Tomorrow... the setup. And after that... the fire... and then... well, we all know what comes THEN. :)


Thursday, April 12, 2007

Co-Op Terrorst Hunt

GRRRR... Okay, I had this great review written up, but Blogger (well, IE7... well, actually my sloppy mouse-clicking hand) ate it.
Recommendation: when editing your blogger post, when in spell-check mode, do NOT accidentally right click on the image you inserted (because the view scrolls to the top when miss right-clicking on a misspelled word) and pick "Open Link" from the context menu that pops up (thinking that the first option is actually the correction for said misspelled word). Doing so causes the rich text control you're editing within to load the image and nothing but the image. And there's no way to go "back" to get your text. And (of course), if you're working on your first draft, there's no previous version, which means "Recover post" does nothing.
So here's your new review of R6V:
It's awesome. Co-op Terrorist Hunt is fun. I play it way too much. You should buy it. But watch out, the language in the game is foul... and i'm not just talking about the other players on Live... i mean the actual enemies in the game. Some of the things they say would make a sailor or an iron worker blush. Seriously.
Happy hunting!
Oh, and... watch out for the trekkies. ;)

Monday, February 12, 2007

Xbox 360 + HD-DVD + Kong = Pretty

Okay, I caved.

This weekend I picked up an Xbox 360 HD-DVD drive from Circuit City. It came with Kong.

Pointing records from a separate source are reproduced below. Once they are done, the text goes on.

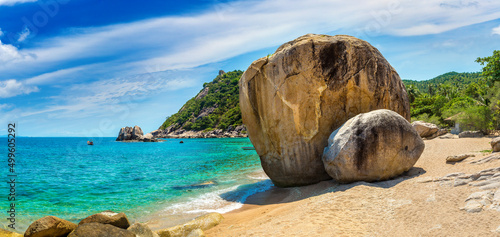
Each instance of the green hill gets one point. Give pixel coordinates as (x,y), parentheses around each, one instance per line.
(216,106)
(454,79)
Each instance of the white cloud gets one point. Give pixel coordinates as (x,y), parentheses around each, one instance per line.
(232,29)
(5,106)
(13,2)
(496,31)
(11,55)
(24,35)
(112,95)
(56,76)
(10,88)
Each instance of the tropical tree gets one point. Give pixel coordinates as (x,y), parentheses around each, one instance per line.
(491,71)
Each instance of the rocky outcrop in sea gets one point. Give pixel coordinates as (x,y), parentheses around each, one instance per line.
(171,132)
(134,134)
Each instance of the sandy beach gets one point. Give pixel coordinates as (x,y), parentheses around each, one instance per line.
(419,203)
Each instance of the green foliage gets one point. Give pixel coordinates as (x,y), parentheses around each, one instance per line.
(218,109)
(468,98)
(491,71)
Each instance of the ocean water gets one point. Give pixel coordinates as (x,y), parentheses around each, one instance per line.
(150,182)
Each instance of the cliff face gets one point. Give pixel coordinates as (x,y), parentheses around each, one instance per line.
(213,112)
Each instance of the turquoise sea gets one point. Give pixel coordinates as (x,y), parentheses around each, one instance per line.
(156,182)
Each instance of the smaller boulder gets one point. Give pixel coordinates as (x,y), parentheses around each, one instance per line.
(100,230)
(466,134)
(495,144)
(372,146)
(108,217)
(425,129)
(50,226)
(141,230)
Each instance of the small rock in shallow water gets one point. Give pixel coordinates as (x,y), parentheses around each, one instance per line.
(49,226)
(108,217)
(142,230)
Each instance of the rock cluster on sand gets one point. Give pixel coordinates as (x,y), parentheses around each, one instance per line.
(372,146)
(495,144)
(428,130)
(294,99)
(134,134)
(109,223)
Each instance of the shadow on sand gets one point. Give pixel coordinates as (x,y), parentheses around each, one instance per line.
(277,195)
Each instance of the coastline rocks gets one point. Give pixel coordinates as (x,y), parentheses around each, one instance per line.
(495,144)
(294,99)
(99,230)
(170,132)
(466,134)
(194,227)
(108,217)
(372,146)
(134,134)
(141,230)
(50,226)
(425,129)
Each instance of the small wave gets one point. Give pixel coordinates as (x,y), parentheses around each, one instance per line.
(221,201)
(258,175)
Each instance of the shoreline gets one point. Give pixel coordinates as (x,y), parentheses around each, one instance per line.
(405,206)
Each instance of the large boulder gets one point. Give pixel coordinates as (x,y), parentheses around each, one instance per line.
(372,146)
(100,230)
(495,144)
(425,129)
(119,220)
(49,226)
(6,233)
(294,99)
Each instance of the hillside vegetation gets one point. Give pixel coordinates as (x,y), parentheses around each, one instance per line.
(215,107)
(472,99)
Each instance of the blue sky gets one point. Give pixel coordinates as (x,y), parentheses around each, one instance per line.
(88,67)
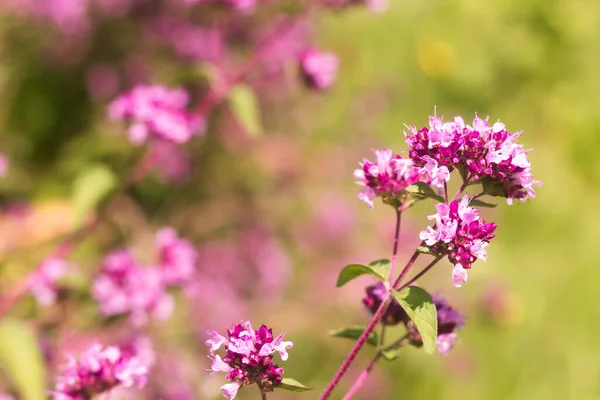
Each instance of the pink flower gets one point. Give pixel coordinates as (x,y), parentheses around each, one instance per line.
(487,154)
(155,110)
(124,287)
(388,176)
(249,357)
(177,257)
(318,68)
(43,283)
(459,275)
(98,370)
(229,390)
(460,233)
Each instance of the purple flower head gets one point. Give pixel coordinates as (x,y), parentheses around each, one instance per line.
(124,287)
(43,283)
(388,176)
(449,322)
(98,370)
(483,153)
(248,358)
(156,111)
(318,68)
(177,257)
(460,233)
(372,300)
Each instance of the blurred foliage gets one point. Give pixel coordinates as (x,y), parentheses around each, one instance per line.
(533,64)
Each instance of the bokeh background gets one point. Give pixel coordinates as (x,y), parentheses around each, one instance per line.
(275,216)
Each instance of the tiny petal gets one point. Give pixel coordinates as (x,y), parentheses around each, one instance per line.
(459,275)
(229,390)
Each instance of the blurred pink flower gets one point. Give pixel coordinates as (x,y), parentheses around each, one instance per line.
(43,283)
(318,68)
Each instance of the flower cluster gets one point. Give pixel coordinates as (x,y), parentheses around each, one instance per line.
(482,153)
(156,110)
(98,370)
(318,68)
(449,320)
(390,174)
(123,286)
(460,233)
(249,357)
(43,283)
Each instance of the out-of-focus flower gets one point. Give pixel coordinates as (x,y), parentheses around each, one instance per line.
(249,357)
(388,176)
(43,283)
(177,257)
(155,110)
(124,287)
(96,371)
(318,68)
(3,164)
(483,153)
(449,322)
(460,233)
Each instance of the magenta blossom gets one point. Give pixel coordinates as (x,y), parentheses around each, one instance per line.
(124,287)
(388,176)
(482,153)
(249,357)
(449,322)
(156,111)
(460,233)
(318,68)
(98,370)
(177,257)
(43,283)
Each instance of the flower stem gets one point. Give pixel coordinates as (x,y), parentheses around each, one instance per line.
(376,317)
(395,249)
(364,375)
(362,378)
(420,274)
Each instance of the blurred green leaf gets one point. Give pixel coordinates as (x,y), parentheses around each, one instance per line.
(424,190)
(379,269)
(354,332)
(21,359)
(292,385)
(479,203)
(391,354)
(419,306)
(246,109)
(91,187)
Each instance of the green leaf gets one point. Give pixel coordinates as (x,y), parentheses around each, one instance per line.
(91,187)
(420,308)
(479,203)
(391,354)
(379,269)
(426,250)
(292,385)
(424,190)
(354,332)
(21,359)
(245,107)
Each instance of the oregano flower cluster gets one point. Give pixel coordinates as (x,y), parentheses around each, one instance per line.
(249,357)
(98,370)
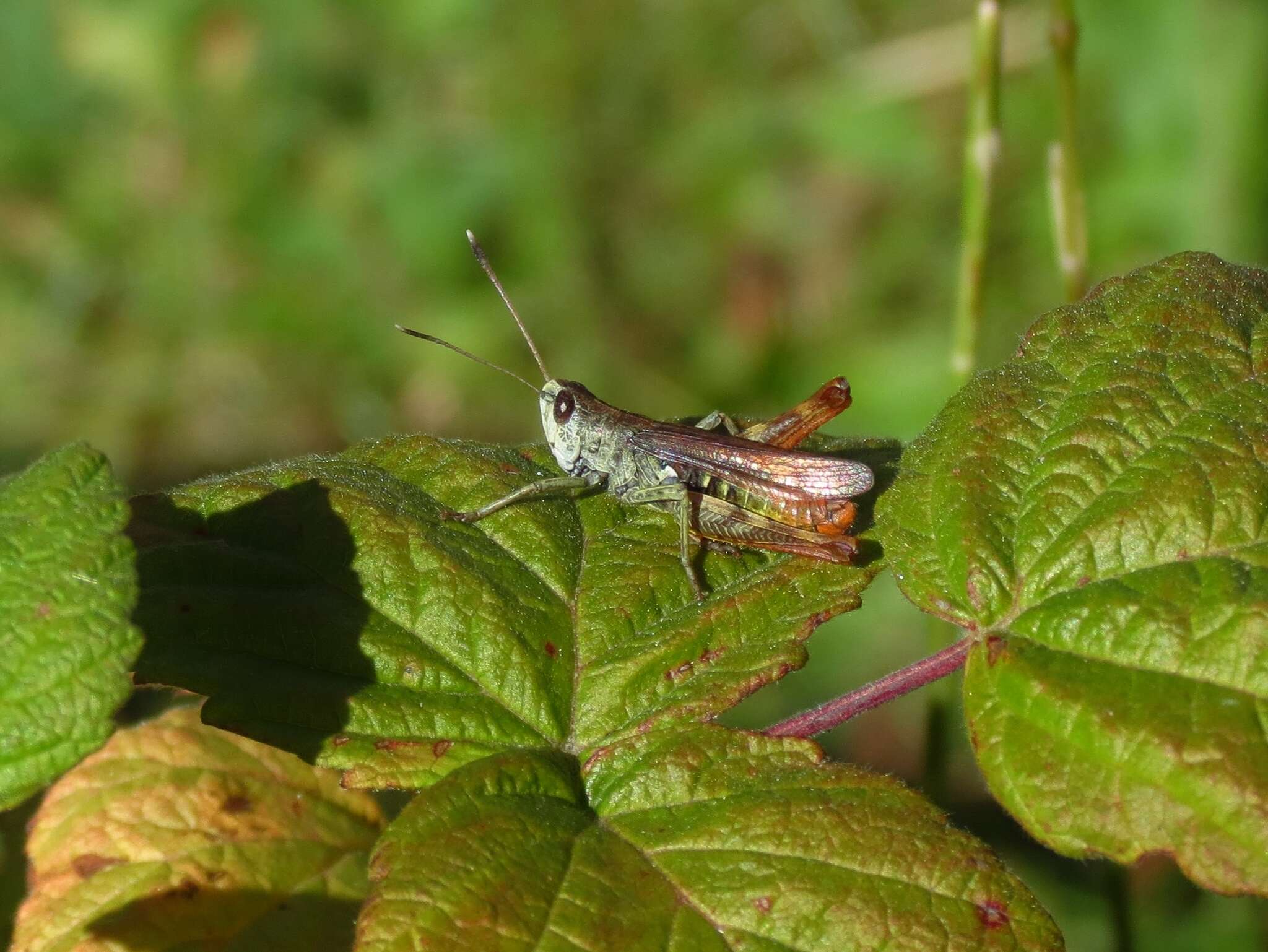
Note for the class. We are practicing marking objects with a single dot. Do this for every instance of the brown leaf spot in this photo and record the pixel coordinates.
(90, 863)
(814, 621)
(393, 745)
(675, 673)
(992, 914)
(238, 803)
(188, 889)
(709, 656)
(595, 758)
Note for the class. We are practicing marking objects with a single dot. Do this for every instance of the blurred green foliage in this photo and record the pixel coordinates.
(212, 214)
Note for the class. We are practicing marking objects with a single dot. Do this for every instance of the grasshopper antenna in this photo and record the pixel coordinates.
(466, 354)
(489, 269)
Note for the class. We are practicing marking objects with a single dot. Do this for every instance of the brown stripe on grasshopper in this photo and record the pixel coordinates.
(742, 487)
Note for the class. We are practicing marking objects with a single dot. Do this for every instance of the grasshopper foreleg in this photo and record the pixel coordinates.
(679, 493)
(718, 417)
(543, 487)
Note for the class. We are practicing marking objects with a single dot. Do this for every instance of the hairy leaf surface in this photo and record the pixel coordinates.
(1096, 513)
(180, 836)
(688, 841)
(67, 585)
(326, 606)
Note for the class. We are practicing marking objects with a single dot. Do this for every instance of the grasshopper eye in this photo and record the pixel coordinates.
(565, 405)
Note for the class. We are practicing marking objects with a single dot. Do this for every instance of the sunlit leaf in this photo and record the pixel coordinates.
(688, 841)
(1096, 513)
(67, 585)
(325, 606)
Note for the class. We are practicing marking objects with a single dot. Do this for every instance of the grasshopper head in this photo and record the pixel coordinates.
(565, 409)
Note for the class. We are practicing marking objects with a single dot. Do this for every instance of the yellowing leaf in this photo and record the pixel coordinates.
(179, 836)
(688, 841)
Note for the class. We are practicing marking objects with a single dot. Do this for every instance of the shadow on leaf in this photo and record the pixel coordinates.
(192, 917)
(259, 609)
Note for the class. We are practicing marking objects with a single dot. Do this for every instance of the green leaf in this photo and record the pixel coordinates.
(1096, 513)
(178, 836)
(325, 607)
(690, 839)
(67, 585)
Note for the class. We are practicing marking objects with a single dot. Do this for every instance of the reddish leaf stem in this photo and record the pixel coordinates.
(878, 693)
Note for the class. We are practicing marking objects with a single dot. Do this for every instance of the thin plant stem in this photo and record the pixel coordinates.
(1118, 890)
(981, 159)
(939, 712)
(1064, 173)
(878, 693)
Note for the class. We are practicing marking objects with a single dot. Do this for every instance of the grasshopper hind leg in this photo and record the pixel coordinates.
(681, 496)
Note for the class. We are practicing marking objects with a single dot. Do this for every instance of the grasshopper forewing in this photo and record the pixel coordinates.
(742, 487)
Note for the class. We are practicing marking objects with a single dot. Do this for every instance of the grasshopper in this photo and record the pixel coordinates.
(746, 487)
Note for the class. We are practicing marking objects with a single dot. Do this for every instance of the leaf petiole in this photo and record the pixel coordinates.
(878, 693)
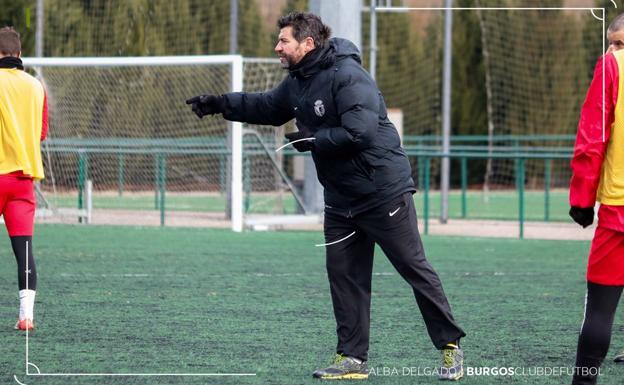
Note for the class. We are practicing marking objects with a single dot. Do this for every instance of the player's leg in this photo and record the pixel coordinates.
(593, 343)
(349, 270)
(19, 213)
(605, 277)
(394, 227)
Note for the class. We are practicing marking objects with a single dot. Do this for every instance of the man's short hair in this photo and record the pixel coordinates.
(305, 24)
(9, 42)
(617, 24)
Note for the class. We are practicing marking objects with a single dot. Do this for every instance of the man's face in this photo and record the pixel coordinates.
(616, 40)
(289, 50)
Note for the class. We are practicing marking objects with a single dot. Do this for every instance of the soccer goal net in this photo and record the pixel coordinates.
(519, 77)
(123, 142)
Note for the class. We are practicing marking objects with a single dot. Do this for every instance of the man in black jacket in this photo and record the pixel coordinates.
(366, 175)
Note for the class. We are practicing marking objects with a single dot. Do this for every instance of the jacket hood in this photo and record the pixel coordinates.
(324, 57)
(344, 48)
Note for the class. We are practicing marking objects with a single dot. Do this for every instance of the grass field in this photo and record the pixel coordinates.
(497, 205)
(174, 300)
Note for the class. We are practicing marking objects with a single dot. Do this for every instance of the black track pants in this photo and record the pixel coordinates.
(393, 227)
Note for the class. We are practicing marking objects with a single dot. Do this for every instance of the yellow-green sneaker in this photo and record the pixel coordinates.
(343, 368)
(452, 363)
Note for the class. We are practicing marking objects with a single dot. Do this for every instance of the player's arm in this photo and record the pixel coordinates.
(357, 101)
(594, 130)
(271, 107)
(44, 123)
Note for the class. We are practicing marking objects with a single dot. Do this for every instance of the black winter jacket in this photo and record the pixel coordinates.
(357, 151)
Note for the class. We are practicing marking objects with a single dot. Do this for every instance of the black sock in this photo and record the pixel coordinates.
(595, 336)
(19, 249)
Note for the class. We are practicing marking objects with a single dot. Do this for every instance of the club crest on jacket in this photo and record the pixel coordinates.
(319, 108)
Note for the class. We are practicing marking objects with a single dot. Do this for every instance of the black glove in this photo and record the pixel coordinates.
(304, 132)
(582, 216)
(207, 104)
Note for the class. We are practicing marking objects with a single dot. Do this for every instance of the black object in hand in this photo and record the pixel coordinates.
(303, 133)
(206, 104)
(582, 216)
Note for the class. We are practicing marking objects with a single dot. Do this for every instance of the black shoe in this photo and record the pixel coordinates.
(343, 368)
(619, 358)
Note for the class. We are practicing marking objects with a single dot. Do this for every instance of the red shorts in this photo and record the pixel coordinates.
(606, 258)
(17, 204)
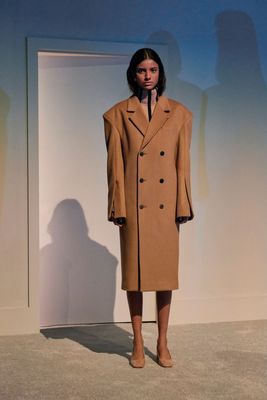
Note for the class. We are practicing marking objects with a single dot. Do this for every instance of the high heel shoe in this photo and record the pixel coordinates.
(137, 362)
(164, 361)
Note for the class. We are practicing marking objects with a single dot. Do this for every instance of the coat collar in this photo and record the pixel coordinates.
(137, 117)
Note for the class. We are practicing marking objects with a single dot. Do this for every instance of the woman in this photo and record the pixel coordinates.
(148, 139)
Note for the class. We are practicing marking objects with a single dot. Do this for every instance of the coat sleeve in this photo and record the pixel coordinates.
(115, 172)
(184, 201)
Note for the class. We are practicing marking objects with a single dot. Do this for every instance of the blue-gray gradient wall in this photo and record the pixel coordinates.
(217, 66)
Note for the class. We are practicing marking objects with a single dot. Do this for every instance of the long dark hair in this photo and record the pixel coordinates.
(139, 56)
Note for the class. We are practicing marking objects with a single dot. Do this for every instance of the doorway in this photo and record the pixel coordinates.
(79, 257)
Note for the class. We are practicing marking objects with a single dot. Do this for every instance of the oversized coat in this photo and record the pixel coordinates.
(148, 170)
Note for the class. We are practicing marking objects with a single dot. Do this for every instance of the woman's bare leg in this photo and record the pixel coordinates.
(163, 308)
(135, 301)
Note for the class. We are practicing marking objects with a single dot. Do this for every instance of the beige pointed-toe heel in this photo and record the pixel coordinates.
(164, 362)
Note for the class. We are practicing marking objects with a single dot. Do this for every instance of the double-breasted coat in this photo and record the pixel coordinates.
(148, 169)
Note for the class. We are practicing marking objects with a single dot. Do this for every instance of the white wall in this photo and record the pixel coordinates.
(217, 66)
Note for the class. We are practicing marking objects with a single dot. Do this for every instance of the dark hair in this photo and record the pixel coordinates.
(139, 56)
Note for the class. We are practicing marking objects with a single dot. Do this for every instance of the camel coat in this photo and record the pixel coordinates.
(148, 171)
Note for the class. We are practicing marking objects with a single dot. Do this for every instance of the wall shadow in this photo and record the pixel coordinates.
(185, 92)
(188, 94)
(233, 123)
(77, 274)
(4, 109)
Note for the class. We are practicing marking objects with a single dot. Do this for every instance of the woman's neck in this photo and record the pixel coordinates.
(144, 98)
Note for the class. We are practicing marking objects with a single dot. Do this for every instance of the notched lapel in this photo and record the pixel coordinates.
(136, 115)
(160, 116)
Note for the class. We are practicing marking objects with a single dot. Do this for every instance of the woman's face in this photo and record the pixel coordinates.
(147, 74)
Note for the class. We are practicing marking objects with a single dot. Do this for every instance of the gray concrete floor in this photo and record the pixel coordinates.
(212, 362)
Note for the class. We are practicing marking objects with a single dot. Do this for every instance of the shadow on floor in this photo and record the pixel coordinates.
(103, 338)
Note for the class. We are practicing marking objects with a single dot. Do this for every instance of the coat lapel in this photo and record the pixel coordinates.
(136, 115)
(159, 117)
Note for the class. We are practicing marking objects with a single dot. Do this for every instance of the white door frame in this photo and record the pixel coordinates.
(34, 46)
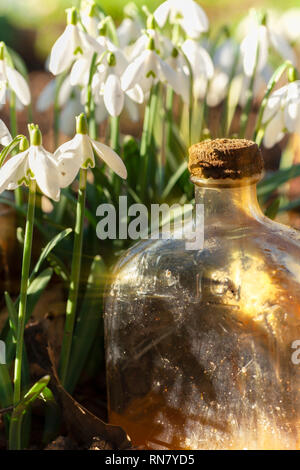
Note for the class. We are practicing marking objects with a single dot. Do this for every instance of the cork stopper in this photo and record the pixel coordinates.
(225, 158)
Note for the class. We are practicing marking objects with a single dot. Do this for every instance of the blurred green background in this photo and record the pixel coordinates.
(31, 26)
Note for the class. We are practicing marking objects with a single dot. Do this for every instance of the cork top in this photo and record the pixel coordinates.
(225, 158)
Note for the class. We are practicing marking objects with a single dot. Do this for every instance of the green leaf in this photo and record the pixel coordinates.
(174, 179)
(88, 322)
(271, 183)
(6, 388)
(48, 248)
(12, 314)
(15, 429)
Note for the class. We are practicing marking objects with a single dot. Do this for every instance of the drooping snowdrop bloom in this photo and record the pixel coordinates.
(201, 64)
(282, 113)
(12, 80)
(33, 163)
(147, 70)
(255, 48)
(108, 84)
(161, 44)
(187, 13)
(79, 153)
(131, 27)
(90, 19)
(72, 42)
(5, 136)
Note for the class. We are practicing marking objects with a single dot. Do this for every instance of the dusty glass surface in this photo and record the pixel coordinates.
(199, 343)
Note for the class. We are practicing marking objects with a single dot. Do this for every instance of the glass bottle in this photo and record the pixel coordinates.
(202, 348)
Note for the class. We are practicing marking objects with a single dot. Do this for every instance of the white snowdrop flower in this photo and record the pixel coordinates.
(79, 153)
(72, 42)
(187, 13)
(147, 70)
(90, 19)
(70, 110)
(107, 83)
(258, 41)
(282, 113)
(5, 136)
(162, 45)
(12, 80)
(34, 163)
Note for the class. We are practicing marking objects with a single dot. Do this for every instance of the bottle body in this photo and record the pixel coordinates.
(200, 343)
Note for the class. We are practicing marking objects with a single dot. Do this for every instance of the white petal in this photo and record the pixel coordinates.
(19, 85)
(68, 158)
(67, 116)
(110, 158)
(45, 171)
(136, 94)
(132, 109)
(292, 116)
(274, 131)
(161, 13)
(13, 171)
(5, 136)
(62, 53)
(101, 112)
(47, 97)
(113, 95)
(283, 48)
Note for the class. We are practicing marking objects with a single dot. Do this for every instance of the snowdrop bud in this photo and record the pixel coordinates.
(292, 74)
(151, 44)
(111, 59)
(2, 46)
(72, 16)
(81, 124)
(24, 144)
(36, 137)
(102, 28)
(175, 53)
(151, 22)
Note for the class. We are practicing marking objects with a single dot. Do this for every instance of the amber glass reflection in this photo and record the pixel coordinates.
(199, 343)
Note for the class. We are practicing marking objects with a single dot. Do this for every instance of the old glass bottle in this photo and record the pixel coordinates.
(202, 345)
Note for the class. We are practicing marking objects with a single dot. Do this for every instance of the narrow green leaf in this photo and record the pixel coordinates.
(88, 322)
(48, 248)
(15, 429)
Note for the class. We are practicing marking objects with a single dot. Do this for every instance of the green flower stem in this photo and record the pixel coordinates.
(75, 278)
(149, 119)
(191, 103)
(90, 105)
(115, 133)
(260, 128)
(23, 293)
(249, 99)
(14, 132)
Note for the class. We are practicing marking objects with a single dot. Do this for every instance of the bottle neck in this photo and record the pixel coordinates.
(228, 203)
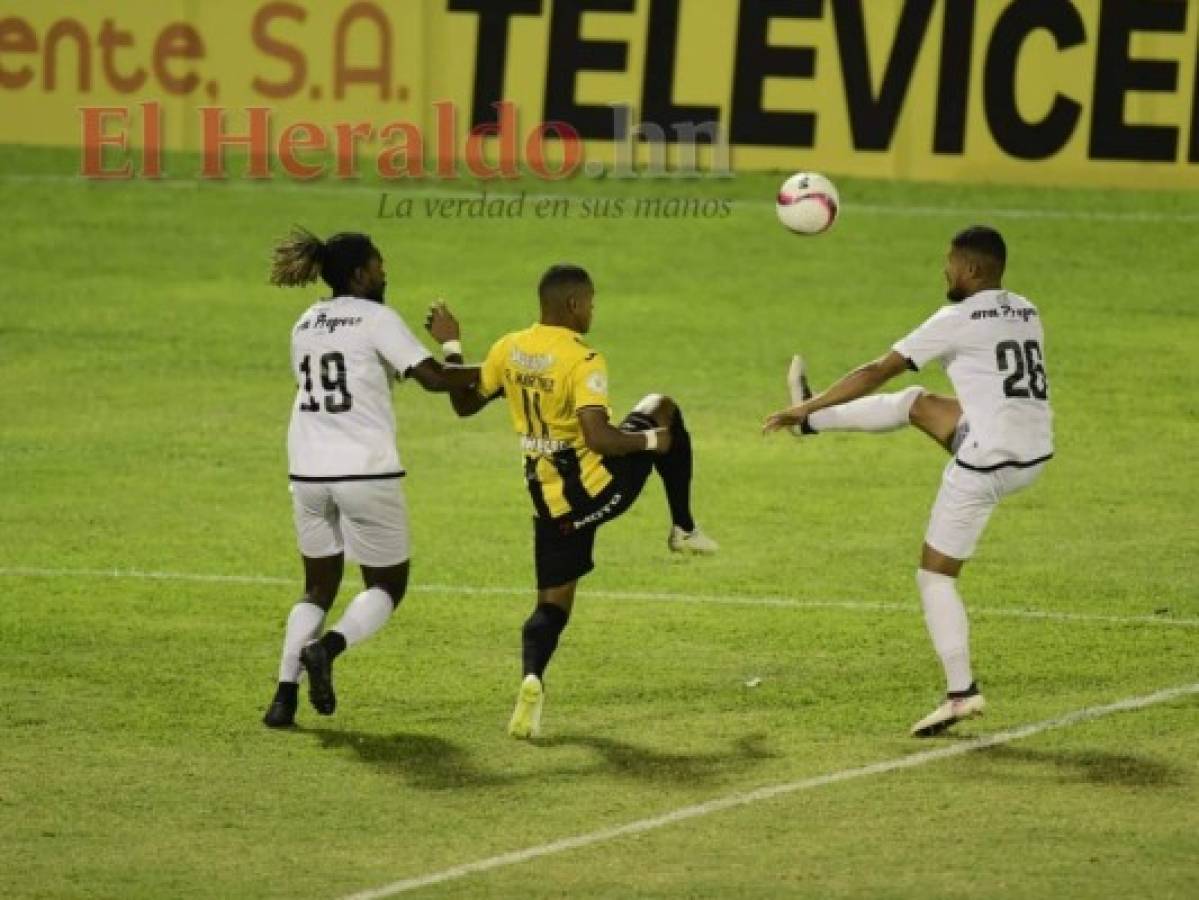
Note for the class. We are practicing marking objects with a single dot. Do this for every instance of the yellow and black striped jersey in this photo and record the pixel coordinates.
(548, 374)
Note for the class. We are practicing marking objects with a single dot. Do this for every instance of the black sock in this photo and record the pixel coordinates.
(287, 693)
(333, 644)
(674, 469)
(540, 636)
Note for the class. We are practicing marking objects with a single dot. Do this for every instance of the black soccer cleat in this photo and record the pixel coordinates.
(279, 714)
(319, 666)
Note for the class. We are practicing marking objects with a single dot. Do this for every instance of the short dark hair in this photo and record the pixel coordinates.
(983, 241)
(301, 257)
(560, 278)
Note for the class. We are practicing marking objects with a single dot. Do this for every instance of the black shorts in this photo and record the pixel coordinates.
(562, 547)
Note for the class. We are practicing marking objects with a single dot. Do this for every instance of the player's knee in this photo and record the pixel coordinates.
(660, 408)
(320, 597)
(913, 400)
(391, 580)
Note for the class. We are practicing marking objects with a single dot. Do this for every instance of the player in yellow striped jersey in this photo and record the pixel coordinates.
(582, 471)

Initial impressions of HD-DVD in general and the Drive:

0) The WOW starts now. This is pretty. on my 42" 1080p (native) Westinghouse... gawk factor approaches 100%. Looks better than even House via the Comcast cable.

1) It's been said before, but for those of us who must horizontally mount it... it would be nice if the eject button was rotatable.

2) Occasionally, the drive doesn't report that it has a disc in it on boot. so you get the Dashboard saying "Eject Disc" for both DVD and HD-DVD... even though there's an HD-DVD in the drive.

3) it would be nice to be able to resume playback after shutting down the player by warming up the box with the "Play" button. Or to power up straight to the Disc Main Menu by pressing "DVD Menu" on the remote... skipping the Dash entirely in both cases.

4) Where is slow-motion? (forward and reverse)?

5) Where is frame-advance, frame-reverse? I like gawking at the fine details on stills... it's really hard to get just the right, which is a pity since Kong has some awesome sets.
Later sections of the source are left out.